I don’t know what the going rate for a ventriloquist’s dummy is, but John Beagles and Graham Ramsay, two young artists from Scotland, are asking £10,000 for a pair that they have made for their first London exhibition. Cast in plastic resin and hand painted with wigs, eyebrows and lashes, the dummies are self-portraits – doppelgangers down to the prescription glasses – and come with satin lined presentation boxes.

Since they began working together as students in 1996, Beagles and Ramsay have portrayed themselves in a variety of situations which play on the borderline between the comic and the macabre. Their exhibition is called ‘Dead Of Night’ and is inspired by Michael Redgrave’s performance in the 1945 film of the same title. It is, says Ramsay, a look at “the darker side of entertainment”. For the exhibition, the artists are transforming the Gasworks Gallery into a Victorian music hall. In the main room, gilt framed photographs hang like publicity posters for the production. Footlit on stage are the two dummies. Although the dummies lips do not move, their mocking, whining voices are heard, relayed from the soundtrack of a video playing in an adjacent room. The video was filmed in an abandoned 19th century music hall in Glasgow where Stan Laurel and Cary Grant made their theatrical debuts. Once home also to a freak show and menagarie, it’s ghosts haunt the artists and their dummies.

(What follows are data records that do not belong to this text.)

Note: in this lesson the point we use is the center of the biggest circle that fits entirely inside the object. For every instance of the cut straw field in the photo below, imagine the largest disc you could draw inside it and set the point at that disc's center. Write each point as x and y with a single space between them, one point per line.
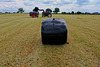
21 46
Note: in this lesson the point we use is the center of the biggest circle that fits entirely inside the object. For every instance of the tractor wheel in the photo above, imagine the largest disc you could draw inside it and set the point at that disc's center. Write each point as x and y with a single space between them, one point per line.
49 15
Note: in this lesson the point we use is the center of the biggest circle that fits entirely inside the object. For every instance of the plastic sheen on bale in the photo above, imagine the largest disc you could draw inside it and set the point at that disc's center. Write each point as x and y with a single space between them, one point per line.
54 31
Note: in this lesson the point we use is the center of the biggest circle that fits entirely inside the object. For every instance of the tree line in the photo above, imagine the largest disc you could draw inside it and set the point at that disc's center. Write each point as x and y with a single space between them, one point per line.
56 11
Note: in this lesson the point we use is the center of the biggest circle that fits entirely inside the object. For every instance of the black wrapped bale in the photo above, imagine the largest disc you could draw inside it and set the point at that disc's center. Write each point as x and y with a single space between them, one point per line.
36 9
54 31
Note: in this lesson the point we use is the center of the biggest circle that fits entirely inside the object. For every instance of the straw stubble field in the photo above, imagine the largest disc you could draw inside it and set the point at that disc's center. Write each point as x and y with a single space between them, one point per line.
20 42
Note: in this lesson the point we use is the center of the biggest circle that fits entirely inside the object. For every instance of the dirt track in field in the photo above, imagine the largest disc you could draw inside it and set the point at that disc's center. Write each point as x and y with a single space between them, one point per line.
20 42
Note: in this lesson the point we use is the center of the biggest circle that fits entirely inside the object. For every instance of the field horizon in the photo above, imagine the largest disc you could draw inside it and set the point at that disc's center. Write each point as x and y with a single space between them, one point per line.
21 45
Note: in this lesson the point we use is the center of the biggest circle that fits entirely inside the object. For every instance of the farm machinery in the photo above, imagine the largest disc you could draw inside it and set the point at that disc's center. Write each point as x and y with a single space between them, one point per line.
36 10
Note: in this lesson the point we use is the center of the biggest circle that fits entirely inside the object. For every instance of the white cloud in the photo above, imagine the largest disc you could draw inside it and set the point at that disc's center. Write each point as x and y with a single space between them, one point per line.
27 5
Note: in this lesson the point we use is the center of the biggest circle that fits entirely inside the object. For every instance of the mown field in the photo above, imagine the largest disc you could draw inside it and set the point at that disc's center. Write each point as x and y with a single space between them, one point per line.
21 46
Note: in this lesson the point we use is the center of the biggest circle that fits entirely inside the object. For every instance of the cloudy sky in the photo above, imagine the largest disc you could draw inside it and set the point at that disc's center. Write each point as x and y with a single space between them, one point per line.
64 5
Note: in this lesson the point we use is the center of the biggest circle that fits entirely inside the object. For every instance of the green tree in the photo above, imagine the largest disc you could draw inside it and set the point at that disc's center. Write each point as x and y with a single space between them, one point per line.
20 10
48 10
56 10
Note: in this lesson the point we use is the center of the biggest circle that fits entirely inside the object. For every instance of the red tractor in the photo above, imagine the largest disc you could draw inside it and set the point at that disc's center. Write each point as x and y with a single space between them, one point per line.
46 13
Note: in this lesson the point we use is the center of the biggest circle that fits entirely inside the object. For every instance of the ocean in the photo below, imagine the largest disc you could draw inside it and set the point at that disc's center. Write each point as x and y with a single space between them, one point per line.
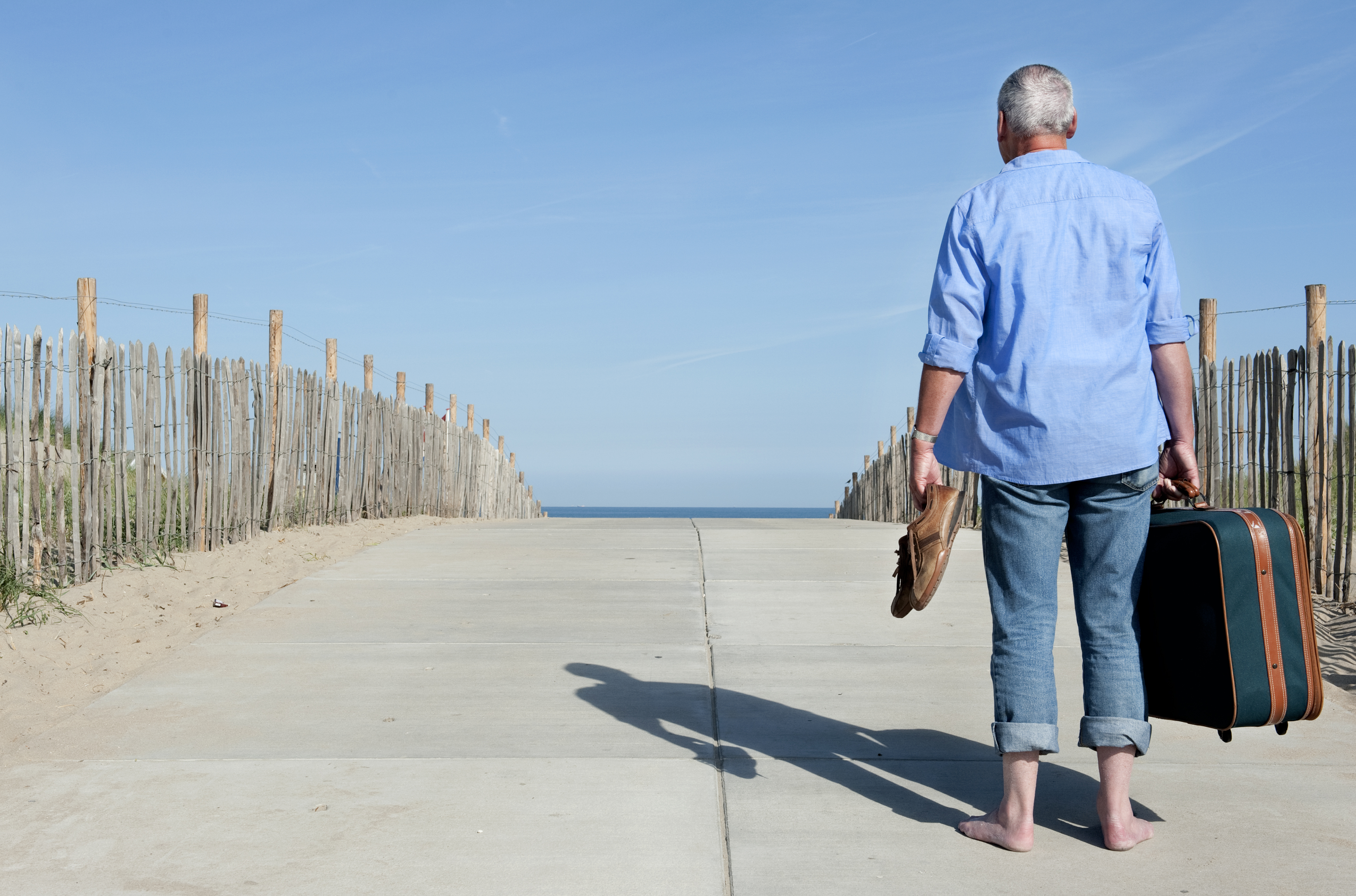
724 513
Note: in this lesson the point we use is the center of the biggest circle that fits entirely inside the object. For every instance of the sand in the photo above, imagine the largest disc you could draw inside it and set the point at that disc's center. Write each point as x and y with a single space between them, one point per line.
139 616
136 617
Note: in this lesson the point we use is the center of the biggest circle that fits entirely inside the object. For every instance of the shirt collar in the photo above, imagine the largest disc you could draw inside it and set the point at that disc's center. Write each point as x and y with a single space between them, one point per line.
1045 158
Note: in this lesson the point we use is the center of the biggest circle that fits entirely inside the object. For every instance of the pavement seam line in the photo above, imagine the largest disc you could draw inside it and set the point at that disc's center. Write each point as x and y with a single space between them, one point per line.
719 754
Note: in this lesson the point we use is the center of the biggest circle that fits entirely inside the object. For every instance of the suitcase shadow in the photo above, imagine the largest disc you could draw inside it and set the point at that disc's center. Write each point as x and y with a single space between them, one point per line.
893 768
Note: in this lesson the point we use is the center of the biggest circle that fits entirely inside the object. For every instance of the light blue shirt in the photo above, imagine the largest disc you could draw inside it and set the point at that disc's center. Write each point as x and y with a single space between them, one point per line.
1054 280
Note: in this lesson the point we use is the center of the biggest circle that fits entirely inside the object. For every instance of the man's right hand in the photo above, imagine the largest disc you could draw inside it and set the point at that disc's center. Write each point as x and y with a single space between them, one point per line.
1177 461
922 472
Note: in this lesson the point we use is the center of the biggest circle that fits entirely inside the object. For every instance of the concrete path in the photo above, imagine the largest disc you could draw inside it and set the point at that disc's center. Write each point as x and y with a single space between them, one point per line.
527 708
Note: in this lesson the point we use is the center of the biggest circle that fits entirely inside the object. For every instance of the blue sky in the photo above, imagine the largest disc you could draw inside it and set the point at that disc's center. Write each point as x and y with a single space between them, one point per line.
678 253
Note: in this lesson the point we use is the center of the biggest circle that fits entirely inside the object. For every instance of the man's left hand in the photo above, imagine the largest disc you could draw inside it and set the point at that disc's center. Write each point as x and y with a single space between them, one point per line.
922 472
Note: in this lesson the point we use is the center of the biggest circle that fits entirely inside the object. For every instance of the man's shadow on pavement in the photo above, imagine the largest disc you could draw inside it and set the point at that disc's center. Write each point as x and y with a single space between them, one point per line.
854 757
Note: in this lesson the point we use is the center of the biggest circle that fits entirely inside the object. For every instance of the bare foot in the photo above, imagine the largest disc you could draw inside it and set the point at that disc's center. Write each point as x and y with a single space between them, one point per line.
1122 830
1015 836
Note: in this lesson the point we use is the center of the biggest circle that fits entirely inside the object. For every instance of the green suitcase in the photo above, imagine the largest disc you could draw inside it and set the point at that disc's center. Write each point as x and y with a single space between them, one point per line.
1226 620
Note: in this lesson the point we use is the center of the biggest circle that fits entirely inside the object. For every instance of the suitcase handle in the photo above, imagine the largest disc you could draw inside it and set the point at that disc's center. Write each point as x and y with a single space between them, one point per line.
1191 492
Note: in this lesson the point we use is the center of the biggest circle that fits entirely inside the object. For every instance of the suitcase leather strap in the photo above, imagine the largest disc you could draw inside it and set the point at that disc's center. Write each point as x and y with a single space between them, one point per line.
1267 601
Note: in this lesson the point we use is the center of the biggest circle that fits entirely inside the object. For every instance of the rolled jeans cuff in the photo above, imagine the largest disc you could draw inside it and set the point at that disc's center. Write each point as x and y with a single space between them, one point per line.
1108 731
1022 736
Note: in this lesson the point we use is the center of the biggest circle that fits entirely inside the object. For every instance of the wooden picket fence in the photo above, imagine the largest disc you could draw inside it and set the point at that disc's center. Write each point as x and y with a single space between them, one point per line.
112 454
1275 430
881 492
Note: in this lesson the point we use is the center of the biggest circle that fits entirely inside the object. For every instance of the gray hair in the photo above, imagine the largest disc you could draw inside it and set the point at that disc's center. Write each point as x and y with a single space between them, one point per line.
1036 100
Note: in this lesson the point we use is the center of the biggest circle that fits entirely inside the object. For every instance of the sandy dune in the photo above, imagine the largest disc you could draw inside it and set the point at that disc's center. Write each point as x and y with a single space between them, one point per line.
135 617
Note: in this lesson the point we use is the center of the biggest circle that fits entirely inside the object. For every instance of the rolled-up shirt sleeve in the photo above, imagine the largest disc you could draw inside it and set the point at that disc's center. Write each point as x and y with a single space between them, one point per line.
957 308
1167 322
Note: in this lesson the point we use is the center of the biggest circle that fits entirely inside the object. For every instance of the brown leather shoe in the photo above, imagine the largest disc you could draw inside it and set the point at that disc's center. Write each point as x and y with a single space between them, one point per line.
902 605
927 549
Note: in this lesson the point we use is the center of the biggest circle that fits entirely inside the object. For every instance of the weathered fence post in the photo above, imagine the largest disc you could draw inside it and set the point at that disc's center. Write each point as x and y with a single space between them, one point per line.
1316 330
87 314
200 323
200 411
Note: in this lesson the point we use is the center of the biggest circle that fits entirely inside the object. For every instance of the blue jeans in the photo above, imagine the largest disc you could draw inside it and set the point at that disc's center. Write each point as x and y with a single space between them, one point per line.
1106 522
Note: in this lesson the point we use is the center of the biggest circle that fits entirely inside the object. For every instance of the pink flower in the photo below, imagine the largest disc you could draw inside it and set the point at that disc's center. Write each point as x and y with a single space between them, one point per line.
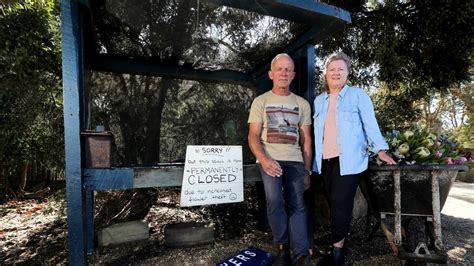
460 160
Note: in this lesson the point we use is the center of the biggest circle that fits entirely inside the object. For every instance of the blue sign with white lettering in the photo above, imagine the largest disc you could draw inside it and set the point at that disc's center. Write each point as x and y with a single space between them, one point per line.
251 256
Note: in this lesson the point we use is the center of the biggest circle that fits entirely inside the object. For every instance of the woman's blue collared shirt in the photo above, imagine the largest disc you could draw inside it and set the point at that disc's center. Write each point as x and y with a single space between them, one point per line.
357 129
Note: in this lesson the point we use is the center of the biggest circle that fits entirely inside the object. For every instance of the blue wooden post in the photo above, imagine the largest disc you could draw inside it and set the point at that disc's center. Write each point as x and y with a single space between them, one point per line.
72 57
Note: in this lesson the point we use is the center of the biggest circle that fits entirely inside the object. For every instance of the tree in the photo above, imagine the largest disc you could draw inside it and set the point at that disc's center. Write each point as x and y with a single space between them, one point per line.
411 49
31 95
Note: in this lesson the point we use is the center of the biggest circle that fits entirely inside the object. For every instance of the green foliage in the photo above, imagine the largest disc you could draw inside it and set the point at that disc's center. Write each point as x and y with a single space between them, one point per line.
31 96
464 133
418 145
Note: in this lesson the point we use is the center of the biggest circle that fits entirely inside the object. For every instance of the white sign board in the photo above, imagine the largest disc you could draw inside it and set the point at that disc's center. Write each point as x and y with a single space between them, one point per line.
212 175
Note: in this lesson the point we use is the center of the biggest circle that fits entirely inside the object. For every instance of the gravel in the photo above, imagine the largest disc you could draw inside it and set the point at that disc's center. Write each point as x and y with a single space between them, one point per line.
34 232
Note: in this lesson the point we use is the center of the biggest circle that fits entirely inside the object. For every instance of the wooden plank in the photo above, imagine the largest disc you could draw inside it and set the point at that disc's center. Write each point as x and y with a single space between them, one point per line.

Since Beagles and Ramsay are independent artists, without a dealer, prices for their work pretty much relates to cost. Construction of the dummies was made after extensive research in America. The gilt framed photographs are priced between £700 and £1000, and the video at £250. But Beagles and Ramsay are on their way up. After this show, they will take part in the first exhibition of contemporary Scottish art to be held at the prestigious Venice Biennale. Here they will use their own blood to make a black pudding. “Not something,” says Ramsay, “to be served at the opening party.”